Jacobs supports Trump's call for $2K stimulus checks but fate of bill hinges on Senate vote in Georgia today
Rep. Chris Jacobs voted last week in favor of President Donald Trump's request to give every eligible American an extra $2,000 in a COVID-related stimulus payment but the CASH Act remains stalled in the U.S. Senate.
Whether those payments will land in taxpayers' bank accounts in the coming weeks seems to hinge on today's runoff election in Georgia.
Two Senate seats are up for grabs and all four candidates support passage of the CASH Act but getting the bill through the Senate isn't just a matter of lining up enough votes.
Sen. Mitch McConnell, as majority leader, has the power to block a floor vote on the bill.
McConnell has argued that some of the direct payments would go to families who don't need it and would cost about $464 billion.
The House-passed bill, McConnell said, "has no realistic path to quickly pass the Senate," vowing that the chamber would not be "bullied into rushing out more borrowed money."
Jacobs doesn't see it that way.
“Additional COVID-19 relief has been my priority since I took office this summer," Jacobs said in a statement. "I voted to deliver $2,000 stimulus checks to Western New Yorkers who have been hardest hit by arbitrary shutdowns, unemployment, and economic downturn. I commend the President for signing the bipartisan relief deal last night and for his support of increased stimulus checks.”
The CASH Act was approved last week by the House in a 275-134 vote. Fourty-four Republicans supported the measure.
The $2,000 payments were first suggested by Trump. He said he wasn't happy with Americans getting only $600 each in the last stimulus bill.
While campaign for the Democrats in Georgia's special election yesterday, Joe Biden, winner of the Nov. 3 election, said the $2,000 stimulous checks would be sent to Americans immediately if the Democrats win both seats today.
The race pits Kelly Loeffler against Raphael Warnock and David Perdue against Jon Ossoff.

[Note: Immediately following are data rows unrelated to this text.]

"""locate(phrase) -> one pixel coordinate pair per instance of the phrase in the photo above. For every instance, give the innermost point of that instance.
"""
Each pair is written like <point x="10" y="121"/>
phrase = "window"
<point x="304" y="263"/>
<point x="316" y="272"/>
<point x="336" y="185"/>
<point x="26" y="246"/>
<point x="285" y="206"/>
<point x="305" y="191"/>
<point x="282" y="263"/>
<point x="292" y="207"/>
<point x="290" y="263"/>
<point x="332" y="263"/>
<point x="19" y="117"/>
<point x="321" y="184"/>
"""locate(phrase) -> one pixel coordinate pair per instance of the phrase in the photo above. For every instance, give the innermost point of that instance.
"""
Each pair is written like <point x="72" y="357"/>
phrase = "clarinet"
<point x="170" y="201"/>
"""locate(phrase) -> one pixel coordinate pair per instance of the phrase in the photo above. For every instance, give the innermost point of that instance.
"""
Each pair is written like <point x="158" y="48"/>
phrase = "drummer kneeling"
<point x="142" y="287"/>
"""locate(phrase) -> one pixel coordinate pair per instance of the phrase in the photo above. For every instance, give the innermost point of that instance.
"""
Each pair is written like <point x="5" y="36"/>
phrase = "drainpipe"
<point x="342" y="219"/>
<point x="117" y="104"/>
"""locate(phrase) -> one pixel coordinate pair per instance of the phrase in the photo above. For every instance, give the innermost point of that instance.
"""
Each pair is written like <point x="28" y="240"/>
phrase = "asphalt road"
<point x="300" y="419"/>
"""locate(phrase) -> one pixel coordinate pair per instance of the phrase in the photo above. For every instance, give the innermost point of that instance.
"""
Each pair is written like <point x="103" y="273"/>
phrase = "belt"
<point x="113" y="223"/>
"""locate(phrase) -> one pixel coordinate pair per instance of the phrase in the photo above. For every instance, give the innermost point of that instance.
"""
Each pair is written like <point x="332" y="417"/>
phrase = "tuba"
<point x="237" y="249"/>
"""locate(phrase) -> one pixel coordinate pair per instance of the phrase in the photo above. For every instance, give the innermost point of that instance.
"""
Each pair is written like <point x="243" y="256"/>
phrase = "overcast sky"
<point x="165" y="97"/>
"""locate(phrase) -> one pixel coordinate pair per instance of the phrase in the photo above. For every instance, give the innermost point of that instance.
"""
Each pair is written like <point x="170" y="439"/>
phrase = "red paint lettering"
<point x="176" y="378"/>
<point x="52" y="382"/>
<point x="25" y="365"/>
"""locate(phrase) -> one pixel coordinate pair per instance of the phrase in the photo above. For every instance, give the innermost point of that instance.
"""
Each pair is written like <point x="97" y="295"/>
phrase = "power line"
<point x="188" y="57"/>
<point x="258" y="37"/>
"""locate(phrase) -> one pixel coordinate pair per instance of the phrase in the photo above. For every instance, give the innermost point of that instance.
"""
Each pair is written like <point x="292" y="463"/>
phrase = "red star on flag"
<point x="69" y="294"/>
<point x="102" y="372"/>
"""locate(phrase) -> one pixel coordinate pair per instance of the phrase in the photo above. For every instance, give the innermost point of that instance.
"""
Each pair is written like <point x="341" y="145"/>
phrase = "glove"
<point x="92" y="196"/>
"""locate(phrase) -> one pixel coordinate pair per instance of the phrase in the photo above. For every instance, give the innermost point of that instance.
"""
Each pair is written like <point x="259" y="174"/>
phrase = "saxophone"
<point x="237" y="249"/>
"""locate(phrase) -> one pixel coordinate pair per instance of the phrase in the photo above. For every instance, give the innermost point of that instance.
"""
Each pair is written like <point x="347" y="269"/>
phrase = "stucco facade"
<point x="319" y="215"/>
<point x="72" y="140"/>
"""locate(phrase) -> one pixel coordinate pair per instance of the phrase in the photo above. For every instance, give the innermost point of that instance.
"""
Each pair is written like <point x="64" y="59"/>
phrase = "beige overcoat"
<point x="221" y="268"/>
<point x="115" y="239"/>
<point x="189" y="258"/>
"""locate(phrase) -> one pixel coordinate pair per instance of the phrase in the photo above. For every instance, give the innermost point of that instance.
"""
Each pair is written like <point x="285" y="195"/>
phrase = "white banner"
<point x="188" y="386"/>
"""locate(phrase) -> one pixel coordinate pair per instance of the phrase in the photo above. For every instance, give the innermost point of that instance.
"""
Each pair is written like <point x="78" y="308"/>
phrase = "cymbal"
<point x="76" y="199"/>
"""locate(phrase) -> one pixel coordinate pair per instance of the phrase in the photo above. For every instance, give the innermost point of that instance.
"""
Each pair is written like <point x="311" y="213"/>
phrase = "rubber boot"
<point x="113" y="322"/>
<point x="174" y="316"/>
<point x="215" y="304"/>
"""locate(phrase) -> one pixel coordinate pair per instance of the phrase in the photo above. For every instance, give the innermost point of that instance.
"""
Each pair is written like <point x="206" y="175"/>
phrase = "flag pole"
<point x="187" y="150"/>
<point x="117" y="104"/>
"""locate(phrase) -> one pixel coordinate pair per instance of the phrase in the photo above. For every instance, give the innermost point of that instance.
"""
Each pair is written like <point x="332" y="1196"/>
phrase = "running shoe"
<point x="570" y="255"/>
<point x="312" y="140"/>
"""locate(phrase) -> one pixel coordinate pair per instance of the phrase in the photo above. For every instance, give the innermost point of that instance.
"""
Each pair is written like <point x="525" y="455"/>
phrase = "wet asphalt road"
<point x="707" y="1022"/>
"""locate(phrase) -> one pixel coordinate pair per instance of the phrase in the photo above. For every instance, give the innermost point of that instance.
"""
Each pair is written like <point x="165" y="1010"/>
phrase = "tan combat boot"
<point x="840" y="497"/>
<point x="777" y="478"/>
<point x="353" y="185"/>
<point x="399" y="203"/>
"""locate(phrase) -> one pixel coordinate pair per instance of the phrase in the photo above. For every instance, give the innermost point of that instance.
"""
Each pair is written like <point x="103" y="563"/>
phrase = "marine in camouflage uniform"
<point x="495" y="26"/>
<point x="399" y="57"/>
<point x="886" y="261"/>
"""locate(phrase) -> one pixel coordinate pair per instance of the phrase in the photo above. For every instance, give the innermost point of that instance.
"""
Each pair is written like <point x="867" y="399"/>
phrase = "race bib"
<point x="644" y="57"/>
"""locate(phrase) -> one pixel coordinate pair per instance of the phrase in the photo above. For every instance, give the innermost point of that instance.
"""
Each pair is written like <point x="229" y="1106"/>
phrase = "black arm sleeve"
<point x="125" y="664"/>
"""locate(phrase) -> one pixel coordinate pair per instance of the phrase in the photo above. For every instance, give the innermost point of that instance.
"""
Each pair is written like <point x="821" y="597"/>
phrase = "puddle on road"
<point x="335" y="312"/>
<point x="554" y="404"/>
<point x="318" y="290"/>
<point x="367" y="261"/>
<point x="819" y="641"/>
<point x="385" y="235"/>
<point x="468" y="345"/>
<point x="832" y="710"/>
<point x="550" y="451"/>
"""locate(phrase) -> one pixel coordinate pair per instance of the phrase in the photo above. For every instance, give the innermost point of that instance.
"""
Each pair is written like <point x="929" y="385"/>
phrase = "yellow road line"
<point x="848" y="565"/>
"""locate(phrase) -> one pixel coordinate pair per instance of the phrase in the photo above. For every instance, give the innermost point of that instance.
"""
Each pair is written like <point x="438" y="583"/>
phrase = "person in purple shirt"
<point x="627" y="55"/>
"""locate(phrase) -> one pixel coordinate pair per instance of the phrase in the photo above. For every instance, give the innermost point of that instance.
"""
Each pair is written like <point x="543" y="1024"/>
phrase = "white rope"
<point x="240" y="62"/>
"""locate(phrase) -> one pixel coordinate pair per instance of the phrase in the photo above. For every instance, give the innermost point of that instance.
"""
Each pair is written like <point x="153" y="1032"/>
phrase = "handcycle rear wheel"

Biden supports Warnock and Ossoff.
"If you send Jon and the Reverend to Washington, those $2,000 checks will go out the door, restoring hope and decency and honor for so many people who are struggling right now," Biden said. "And if you send (Perdue and Loeffler) back to Washington, those checks will never get there," Biden said. "It's just that simple. The power is literally in your hands."
Even though Perdue and Ossoff both support the stimulus payment, even with the two Republicans seated in the Senate, McConnell could still block the bill from coming up for a vote.
A victory for two Democrats would mean the end of McConnell's reign as majority leader and, according to Biden, mean there would be no possibility of Republicans blocking the direct payments.
A Democratic victory today would also give the party control of both houses and the White House for at least the next two years and leave Republicans with little power to block the Democratic agenda.
The amplified power of congressional leadership to control floor votes has long been a target of complaints from the former Congressman from Wisconsin, and former Republican now Libertarian Justin Amash. He tweets about it frequently.